Assemble the product, plug it into a power source and you’re ready to go. The product sits on top of a Google Home or Echo, covering its microphones, while speaker modules inside the Project Alias produce a white noise that prevents the home assistant from hearing anything. In order to communicate with the home assistant, you can set your own catchphrase that the Alias recognizes. Program it to respond to “Hey Brad” or “Hey Speaker”, or “Hey data-mining corporation” (if you’re a bit of a nihilist), and the Alias picks up on the cue, triggering the home assistant to listen to the rest of your command. The Alias’ voice command recognition feature works locally and the device doesn’t connect to the internet or store any information on the cloud, making it perfectly safe and secure, allowing you to hack your smart speakers to work perfectly well without them invading your privacy, and preventing mega-corporations from gathering any further data on you and your personal lives. And there’s a side advantage to this too. You can now rename your smart speaker to pretty much anything you want, rather than being restricted to “Hey Google” or “Hey Alexa”. Rather cool, isn’t it?

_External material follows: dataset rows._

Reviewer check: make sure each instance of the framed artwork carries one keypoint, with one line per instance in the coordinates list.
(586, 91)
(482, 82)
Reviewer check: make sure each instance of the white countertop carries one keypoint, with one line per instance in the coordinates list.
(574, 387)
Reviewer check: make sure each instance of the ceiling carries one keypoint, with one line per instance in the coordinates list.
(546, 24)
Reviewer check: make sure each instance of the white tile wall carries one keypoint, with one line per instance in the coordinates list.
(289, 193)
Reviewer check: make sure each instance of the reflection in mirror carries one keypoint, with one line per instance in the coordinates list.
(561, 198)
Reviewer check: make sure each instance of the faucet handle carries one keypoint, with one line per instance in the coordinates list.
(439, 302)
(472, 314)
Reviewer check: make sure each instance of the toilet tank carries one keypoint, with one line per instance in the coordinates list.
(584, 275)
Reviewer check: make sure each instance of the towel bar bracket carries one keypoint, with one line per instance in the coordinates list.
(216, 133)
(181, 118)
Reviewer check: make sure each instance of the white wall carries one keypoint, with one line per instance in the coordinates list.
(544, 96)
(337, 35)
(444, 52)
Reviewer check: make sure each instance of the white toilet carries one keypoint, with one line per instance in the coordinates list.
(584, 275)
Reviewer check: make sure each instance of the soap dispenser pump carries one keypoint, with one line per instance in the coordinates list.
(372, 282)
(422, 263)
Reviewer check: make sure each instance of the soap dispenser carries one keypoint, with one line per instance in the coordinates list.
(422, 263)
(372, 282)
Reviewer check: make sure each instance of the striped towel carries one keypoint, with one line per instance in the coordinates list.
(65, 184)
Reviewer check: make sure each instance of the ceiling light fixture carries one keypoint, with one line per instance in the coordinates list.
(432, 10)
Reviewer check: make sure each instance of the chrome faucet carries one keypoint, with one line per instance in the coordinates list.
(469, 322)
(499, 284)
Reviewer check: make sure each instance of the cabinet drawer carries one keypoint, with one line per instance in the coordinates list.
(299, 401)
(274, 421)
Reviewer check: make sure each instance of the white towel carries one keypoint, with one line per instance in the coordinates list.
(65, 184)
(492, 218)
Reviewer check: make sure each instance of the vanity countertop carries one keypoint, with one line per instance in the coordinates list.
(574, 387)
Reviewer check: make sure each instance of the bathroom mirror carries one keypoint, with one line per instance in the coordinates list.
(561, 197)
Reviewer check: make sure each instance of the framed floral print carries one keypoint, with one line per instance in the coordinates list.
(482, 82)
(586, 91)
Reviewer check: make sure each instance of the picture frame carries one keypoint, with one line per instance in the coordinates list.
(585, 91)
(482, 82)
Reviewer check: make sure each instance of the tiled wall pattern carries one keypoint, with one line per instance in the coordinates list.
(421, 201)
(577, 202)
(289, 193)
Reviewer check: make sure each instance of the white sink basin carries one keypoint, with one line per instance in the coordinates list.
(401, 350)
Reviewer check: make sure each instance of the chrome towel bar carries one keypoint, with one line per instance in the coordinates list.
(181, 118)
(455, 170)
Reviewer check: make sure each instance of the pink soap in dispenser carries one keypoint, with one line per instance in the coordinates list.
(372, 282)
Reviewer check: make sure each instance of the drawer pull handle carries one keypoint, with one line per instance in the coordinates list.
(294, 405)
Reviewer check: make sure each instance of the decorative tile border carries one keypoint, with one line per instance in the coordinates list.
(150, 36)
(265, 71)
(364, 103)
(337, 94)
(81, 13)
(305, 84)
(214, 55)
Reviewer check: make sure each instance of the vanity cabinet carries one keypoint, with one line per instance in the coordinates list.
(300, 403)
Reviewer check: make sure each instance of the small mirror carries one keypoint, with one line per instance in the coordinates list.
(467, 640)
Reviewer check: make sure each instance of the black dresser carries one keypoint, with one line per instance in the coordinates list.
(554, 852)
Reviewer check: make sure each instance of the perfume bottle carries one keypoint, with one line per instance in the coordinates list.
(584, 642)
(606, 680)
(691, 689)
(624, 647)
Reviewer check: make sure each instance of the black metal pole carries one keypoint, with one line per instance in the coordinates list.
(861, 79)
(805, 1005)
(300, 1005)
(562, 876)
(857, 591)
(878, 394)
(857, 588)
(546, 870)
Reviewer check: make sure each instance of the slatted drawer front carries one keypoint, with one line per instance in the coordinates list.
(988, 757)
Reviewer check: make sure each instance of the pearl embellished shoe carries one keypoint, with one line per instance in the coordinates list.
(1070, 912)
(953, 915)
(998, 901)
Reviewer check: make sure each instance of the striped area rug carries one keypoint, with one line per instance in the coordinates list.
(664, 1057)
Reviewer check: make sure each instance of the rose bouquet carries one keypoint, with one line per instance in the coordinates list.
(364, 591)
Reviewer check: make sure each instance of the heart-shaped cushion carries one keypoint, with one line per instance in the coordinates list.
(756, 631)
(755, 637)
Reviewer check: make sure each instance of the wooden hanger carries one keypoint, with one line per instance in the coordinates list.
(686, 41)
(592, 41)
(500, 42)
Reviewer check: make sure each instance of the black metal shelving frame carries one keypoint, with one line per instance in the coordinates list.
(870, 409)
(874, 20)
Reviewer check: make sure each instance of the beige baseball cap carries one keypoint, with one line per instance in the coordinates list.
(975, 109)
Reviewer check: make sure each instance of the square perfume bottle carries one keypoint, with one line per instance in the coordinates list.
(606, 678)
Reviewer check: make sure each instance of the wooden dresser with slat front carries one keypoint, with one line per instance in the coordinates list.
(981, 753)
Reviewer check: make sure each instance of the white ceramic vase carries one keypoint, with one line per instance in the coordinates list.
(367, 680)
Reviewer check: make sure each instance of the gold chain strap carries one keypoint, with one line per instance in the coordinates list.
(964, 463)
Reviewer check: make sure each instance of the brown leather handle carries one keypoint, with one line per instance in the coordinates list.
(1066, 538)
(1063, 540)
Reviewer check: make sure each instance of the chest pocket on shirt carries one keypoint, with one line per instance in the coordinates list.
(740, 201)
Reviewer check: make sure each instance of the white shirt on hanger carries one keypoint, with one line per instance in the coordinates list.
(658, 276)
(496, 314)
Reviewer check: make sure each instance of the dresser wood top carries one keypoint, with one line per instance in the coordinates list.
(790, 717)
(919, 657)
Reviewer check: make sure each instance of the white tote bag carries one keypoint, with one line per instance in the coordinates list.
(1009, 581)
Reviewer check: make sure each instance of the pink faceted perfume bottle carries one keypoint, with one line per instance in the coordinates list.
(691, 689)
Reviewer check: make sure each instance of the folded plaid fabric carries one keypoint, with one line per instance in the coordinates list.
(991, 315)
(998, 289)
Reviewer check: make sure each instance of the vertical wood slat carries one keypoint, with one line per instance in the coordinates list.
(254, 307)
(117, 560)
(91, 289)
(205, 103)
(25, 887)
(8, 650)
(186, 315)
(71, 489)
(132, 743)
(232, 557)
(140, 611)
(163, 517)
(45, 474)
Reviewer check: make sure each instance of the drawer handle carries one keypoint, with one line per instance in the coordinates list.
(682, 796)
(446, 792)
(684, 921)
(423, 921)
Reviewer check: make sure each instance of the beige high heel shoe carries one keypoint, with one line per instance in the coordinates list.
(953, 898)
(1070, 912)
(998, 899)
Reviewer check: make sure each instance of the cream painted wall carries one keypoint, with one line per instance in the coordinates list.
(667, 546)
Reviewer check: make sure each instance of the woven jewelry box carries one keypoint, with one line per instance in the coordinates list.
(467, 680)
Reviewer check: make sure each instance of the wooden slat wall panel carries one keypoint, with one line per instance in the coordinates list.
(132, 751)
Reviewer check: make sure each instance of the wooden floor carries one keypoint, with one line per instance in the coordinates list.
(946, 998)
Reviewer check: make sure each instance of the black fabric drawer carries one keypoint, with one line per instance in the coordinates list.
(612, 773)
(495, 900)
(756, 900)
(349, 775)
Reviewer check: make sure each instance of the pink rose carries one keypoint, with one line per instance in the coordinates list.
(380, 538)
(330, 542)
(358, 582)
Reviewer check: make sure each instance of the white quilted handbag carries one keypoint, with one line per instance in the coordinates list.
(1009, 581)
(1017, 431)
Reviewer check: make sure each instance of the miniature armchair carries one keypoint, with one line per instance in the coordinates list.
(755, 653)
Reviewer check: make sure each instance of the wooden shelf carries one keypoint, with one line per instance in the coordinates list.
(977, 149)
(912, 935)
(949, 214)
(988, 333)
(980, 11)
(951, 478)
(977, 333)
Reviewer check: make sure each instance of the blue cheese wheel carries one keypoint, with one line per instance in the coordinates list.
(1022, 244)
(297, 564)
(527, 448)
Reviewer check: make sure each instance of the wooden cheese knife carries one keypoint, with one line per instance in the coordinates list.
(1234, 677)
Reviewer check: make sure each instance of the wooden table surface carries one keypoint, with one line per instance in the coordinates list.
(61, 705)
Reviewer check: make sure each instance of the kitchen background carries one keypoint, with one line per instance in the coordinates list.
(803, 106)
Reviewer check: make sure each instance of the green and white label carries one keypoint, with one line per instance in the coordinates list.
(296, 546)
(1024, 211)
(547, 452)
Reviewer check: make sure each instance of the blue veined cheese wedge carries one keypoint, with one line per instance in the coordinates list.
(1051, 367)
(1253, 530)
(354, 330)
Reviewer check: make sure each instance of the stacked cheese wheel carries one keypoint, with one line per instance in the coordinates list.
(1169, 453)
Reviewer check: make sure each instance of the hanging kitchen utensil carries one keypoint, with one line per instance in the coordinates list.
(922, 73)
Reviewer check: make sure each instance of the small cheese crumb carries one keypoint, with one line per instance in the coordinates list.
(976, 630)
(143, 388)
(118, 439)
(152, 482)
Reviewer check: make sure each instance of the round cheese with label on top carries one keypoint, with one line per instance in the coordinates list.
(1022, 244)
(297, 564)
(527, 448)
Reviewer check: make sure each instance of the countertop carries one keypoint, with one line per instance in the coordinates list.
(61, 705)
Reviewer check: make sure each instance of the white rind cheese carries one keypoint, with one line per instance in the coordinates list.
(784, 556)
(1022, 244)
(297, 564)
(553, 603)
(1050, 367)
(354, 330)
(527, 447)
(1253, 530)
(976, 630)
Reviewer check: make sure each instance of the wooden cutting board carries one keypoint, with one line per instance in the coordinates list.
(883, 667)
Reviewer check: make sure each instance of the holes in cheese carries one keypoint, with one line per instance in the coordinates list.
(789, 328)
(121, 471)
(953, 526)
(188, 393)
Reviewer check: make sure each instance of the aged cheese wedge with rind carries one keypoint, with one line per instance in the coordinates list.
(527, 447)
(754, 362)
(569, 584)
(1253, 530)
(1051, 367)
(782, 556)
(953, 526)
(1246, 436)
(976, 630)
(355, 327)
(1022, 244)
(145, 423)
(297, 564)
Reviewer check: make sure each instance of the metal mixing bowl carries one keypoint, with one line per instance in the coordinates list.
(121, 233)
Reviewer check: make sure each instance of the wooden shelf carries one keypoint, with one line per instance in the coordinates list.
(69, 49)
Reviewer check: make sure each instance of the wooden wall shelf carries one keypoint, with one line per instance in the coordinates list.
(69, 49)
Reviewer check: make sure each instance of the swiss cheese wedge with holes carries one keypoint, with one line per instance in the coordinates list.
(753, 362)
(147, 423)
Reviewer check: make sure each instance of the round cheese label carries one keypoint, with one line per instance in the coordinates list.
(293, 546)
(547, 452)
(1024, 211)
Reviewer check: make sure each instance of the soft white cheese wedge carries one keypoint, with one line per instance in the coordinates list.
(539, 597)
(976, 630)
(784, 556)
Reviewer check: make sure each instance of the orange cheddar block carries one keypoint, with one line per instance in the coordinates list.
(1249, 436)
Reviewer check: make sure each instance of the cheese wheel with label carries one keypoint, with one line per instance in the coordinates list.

Designer Daeun Joung’s latest concept looks like nothing more than a three-dimensional piece of wall art… but it’s that and more. The sculptural design actually triples as a short throw projector and wireless speaker.
Disguised as art on your wall, it frees up the surface real estate that most wireless speakers occupy. Working in tandem with the COZY app on your phone, the design can stream your favorite tunes and display a variety of customized notifications on your wall. Sync it up to preview a live stream of the news or make it display the weather, time, and stocks.
Designer: Daeun Joung
You may constantly need to explain yourself to your parents or conservative family members when they first take a look at the Sony LSPX-S2 Glass Sound Speaker, because trust me, it looks uncannily similar to something you’d find in a college-going teenager’s room.
Mary Jane reference aside, this product, weird as it may look, is classic Sony. Sony as a company is famed for creating products that are state of the art, but also weird (Verge has chronicled most of them down)… and the LSPX-S2 or the Glass Sound Speaker is the latest entry into that category. Designed to look like a candle stand (I believe that was the original intent), the Glass Sound Speaker was made to serve as an all-round piece of audiovisual entertainment as it packs a light into it too. Made to sit on tabletops or bedstands, and to serenade one with music while cozy in bed or while preparing a meal or having a romantic dinner, the light within flickers with the intensity of a candle flame, but what’s more interesting is the audio setup that sits underneath.
The speaker, right below the glass tube, comprises a 35 mm mid-range driver and a passive radiator to deliver the mids and the low-ends. However, for the higher frequencies, the speaker relies ON the glass tube. “The organic glass body itself vibrates after being tapped by the actuator under it to spread the sound vertically in a 360-degree direction. The organic glass tube tweeter has a wider surface (compared to conventional speakers) to create crystal clear sound with minimal loss of volume.”, says Sony. Innovative, for sure, but I still can’t shake off the overall shape that Sony decided to go with… and priced at $700 that’s a mighty expensive water-pipe looking piece of tech right there.